Non può mancare un po’ di sana pioggerellina che mi costringe a richiudere dopo ogni serie di scatti l’attrezzatura nella custodia o a nasconderla sotto la giacca. Immagino che dal 1971 ad oggi la fotocamera ne abbia viste di tutti i colori, alcuni segni li porta con fierezza sulla sua scocca, ma mi dispiace sempre mettere a repentaglio l’incolumità della mia attrezzatura. Qui la Ilford FP4+ si è comportata benissimo, neri scuri e lucidi, dettagli nei riflessi sull’acqua, mi piace proprio!

Vicolo dei Lavandai
Vicolo dei Lavandai è parte della storia di Milano e mi ha sempre affascinato.

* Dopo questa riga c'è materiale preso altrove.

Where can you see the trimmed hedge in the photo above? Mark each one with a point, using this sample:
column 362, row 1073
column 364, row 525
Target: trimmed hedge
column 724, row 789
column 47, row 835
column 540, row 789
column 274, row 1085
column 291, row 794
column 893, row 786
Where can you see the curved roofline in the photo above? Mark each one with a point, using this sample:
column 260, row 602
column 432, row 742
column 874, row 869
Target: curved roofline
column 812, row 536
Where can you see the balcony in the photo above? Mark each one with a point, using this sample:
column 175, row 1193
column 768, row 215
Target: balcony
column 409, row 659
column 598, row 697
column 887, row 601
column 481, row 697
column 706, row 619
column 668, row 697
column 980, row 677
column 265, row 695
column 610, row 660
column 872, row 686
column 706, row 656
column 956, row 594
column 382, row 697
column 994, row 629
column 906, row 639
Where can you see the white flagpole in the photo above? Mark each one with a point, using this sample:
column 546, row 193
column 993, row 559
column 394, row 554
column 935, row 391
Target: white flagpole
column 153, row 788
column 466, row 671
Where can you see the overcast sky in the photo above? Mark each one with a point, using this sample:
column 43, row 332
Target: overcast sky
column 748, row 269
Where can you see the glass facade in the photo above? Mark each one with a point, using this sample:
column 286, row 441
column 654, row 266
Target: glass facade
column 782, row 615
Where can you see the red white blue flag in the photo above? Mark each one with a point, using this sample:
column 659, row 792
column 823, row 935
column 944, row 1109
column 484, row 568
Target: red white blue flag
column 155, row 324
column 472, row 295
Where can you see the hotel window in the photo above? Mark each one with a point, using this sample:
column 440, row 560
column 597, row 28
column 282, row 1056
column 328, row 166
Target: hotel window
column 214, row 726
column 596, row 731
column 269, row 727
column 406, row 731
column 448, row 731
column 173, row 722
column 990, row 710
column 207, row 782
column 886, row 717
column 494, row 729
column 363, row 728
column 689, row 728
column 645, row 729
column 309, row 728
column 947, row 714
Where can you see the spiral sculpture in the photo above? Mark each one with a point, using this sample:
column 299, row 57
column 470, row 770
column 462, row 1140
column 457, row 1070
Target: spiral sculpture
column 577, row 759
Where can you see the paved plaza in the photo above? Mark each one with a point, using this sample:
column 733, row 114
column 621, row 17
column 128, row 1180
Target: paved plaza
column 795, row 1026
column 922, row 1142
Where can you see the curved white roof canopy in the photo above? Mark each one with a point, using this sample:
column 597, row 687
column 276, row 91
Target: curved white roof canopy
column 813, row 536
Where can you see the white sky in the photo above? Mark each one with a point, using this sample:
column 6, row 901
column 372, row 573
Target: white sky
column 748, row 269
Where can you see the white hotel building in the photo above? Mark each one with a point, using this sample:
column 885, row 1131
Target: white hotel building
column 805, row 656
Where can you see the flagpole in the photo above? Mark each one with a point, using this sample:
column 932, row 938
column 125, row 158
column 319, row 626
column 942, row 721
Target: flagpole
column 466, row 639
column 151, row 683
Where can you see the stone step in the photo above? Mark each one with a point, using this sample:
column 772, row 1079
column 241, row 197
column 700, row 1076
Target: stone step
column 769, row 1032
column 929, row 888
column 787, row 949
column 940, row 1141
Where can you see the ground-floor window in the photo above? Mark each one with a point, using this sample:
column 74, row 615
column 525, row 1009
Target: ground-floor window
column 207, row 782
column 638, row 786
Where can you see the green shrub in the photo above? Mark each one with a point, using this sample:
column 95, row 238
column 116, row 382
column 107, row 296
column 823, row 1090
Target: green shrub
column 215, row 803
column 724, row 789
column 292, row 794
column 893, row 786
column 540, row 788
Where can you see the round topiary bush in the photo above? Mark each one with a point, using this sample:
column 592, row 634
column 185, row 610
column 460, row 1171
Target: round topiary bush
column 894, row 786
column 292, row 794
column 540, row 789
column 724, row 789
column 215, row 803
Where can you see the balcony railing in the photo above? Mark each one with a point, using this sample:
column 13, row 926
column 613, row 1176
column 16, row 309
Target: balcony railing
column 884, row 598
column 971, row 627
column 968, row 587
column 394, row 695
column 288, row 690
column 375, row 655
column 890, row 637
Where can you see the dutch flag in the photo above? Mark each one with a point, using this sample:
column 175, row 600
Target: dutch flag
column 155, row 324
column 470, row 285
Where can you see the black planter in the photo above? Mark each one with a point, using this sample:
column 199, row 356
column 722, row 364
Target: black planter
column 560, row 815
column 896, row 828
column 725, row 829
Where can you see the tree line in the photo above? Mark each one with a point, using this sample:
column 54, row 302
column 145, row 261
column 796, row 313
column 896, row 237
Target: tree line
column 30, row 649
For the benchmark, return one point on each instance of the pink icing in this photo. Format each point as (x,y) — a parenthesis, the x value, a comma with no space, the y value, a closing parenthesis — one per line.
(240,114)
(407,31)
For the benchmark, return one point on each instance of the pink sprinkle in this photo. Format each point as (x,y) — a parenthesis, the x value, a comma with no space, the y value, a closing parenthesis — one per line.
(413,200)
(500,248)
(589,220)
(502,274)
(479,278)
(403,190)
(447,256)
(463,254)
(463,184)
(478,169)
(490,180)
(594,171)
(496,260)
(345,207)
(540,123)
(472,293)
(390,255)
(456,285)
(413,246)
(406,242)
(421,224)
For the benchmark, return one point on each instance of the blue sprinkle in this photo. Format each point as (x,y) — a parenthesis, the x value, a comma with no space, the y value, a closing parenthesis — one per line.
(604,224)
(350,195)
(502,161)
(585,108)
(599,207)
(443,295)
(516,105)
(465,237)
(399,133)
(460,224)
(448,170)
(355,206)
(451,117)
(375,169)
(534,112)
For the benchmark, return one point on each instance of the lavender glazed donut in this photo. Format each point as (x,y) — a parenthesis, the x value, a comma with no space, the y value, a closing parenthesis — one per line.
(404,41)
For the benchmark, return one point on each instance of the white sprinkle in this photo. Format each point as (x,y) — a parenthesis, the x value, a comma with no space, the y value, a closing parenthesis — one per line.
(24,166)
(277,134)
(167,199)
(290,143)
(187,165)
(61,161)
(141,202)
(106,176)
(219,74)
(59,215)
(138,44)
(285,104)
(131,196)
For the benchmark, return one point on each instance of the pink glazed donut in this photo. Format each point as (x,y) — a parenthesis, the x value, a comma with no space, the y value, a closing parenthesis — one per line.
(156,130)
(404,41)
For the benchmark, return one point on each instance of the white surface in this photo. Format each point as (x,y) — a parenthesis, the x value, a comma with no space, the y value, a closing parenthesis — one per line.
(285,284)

Nonostante le numerose ed evidenti limitazioni della Canon AV-1, (intesa per essere quasi una punta e scatta in priorità di apertura) una scena così difficile con una dinamica di luci così ampia non ha messo in difficoltà la mia Ilford HP4. La resa di questa pellicola mi stupisce sempre.

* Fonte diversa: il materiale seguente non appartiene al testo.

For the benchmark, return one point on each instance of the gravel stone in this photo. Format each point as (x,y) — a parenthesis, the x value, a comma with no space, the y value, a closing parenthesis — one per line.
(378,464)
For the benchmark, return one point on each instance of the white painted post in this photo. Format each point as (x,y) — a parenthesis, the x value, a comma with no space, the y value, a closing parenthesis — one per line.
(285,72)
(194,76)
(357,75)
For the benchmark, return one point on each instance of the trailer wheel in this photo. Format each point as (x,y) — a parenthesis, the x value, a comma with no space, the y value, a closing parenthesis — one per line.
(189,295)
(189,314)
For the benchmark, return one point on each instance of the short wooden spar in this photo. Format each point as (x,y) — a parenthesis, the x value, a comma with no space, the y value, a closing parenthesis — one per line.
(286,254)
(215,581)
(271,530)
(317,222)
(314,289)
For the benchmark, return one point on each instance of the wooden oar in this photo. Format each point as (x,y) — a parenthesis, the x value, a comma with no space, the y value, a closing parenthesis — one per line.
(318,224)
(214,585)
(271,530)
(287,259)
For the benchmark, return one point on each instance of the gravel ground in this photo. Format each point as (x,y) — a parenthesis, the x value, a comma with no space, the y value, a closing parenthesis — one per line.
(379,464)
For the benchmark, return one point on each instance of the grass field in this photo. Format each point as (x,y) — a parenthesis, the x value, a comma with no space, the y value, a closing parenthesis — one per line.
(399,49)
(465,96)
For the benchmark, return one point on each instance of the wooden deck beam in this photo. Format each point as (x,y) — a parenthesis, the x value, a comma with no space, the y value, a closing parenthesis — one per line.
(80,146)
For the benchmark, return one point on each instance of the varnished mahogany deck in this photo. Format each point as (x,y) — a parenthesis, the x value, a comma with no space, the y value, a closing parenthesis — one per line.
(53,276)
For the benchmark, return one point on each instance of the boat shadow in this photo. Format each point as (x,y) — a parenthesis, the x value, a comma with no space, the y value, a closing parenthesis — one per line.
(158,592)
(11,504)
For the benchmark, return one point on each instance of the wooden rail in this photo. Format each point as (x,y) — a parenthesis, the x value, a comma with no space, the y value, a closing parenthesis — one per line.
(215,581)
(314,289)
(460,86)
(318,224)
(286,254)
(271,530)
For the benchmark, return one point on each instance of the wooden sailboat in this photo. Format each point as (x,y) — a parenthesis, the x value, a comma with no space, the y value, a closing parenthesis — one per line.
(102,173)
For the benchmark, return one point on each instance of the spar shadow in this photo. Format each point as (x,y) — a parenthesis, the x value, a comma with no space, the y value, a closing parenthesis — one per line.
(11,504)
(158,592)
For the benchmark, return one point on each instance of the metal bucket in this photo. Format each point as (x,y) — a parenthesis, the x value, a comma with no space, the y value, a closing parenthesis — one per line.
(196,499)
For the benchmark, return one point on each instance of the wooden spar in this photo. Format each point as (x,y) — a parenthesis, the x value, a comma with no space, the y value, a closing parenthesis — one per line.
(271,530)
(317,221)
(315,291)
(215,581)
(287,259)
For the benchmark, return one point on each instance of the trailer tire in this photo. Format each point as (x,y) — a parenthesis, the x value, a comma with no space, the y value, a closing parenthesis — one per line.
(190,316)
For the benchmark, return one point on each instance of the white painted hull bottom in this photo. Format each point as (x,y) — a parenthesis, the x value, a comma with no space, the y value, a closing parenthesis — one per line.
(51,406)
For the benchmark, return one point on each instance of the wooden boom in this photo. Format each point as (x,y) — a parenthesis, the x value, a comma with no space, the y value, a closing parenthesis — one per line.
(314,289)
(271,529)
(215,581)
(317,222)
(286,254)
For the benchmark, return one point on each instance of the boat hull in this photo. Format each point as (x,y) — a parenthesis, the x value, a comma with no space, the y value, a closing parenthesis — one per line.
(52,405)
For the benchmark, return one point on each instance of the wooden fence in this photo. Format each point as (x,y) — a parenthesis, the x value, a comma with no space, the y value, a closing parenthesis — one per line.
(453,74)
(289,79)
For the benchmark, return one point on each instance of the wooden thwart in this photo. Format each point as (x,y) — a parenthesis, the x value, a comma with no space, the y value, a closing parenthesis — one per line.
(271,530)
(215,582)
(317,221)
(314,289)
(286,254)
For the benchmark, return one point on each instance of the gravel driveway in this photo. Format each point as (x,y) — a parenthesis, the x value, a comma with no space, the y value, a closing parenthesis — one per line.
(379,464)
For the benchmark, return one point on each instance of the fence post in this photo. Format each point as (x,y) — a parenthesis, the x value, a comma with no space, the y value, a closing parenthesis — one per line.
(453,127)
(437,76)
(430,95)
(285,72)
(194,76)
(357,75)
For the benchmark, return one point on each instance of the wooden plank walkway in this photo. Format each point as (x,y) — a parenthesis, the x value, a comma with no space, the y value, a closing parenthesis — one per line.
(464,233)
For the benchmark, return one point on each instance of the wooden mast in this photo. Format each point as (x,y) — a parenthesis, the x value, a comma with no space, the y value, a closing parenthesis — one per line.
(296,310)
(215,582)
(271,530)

Vicolo dei Lavandai è parte a tutti gli effetti della storia di Milano, ma mia ha sempre stupito il trattamento che riceve pressoché tutti i giorni dagli avventori della vita notturna che lo prendono un po’ come pattumiera.

Naviglio Grande
Naviglio Grande, prospettiva verso la Darsena.

Il naviglio grande, esposizione “sbagliata” dovuta al riflesso del cielo nel naviglio su una fotocamera con esposizione media ponderata al centro. Nonostante l’errore, questa foto assume un fascino particolare: ricorda le foto della Vecchia Milano con tutta la carica nostalgica che ne consegue. La Ilford HP4 è recuperabile, infatti in fase di scansione o di stampa un errore come questo, di uno stop, è facilmente correggibile mantenendo comunque una dinamica molto buona, ma ho preferito lasciare la foto “sbagliata” per l’effetto “Vecchia Milano” che ne consegue. Avevo già parlato delle foto senza tempo qui.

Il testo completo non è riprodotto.